How can we make it sync up?

We were upgrading the underlying Kubernetes host OS upon which we deployed fdb pods. That might have affected the db.

Your prompt help is highly appreciated.

primary_datacenter you have a typo there

Good catch, Sher.
I copied an old, wrong cmd. It should be like this:
fdb> get \xff/primaryDatacenter
ERROR: Request for future version (1009)

I edited my original post to eliminate confusion. Though our problem remains, thank you.

More details:

The DC version difference remains the same this morning.
Accessing “status json” takes longer and time out often.
A little change in status: from “Healthy (Repartitioning)” to “HEALING”.

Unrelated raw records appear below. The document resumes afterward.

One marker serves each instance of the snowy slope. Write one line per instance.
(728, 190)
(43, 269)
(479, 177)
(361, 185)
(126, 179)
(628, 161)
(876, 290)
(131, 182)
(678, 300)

Last night the cluster was in this state:

Fault Tolerance - 1 zone (2 without data loss) …
Replication health - Healthy (Repartitioning.)
Moving data - 10.087 GB
Sum of key-value sizes - 3.988 TB
Disk space used - 31.838 TB

This morning:

Fault Tolerance - 1 zone (2 without data loss) …
Replication health - HEALING: Only two replicas remain of some data
Moving data - 19.634 GB
Sum of key-value sizes - 3.988 TB
Disk space used - 31.745 TB

We found that a TX pod has very high number (7000) of error msgs of severity 30 of Type=“TooManyConnectionsClosed” ". Here is an exmaple:

trace.10.104.218.193.4000.1603173783.uuesG5.0.1.xml:<Event Severity="30" Time="1603173806.861476" Type="TooManyConnectionsClosed" ID="0000000000000000" SuppressedEventCount="0" PeerAddr="10.175.151.130:4500:tls" Machine="10.104.218.193:4000" LogGroup="default" />

What does it mean?
What’s the proper action upon the pod?
Thanks.

We decided to restart the pod. After we shut down the bad-behaving pod/node, the fdb cluster recovered pretty quickly, from HEALING to Repartitioning to Rebalancing, and to totally Healthy, in about 5 mins.

The DC version difference returned to normal (<5M). The query in PrimaryDatacenter was fine. So the cluster is fine now.

1 Like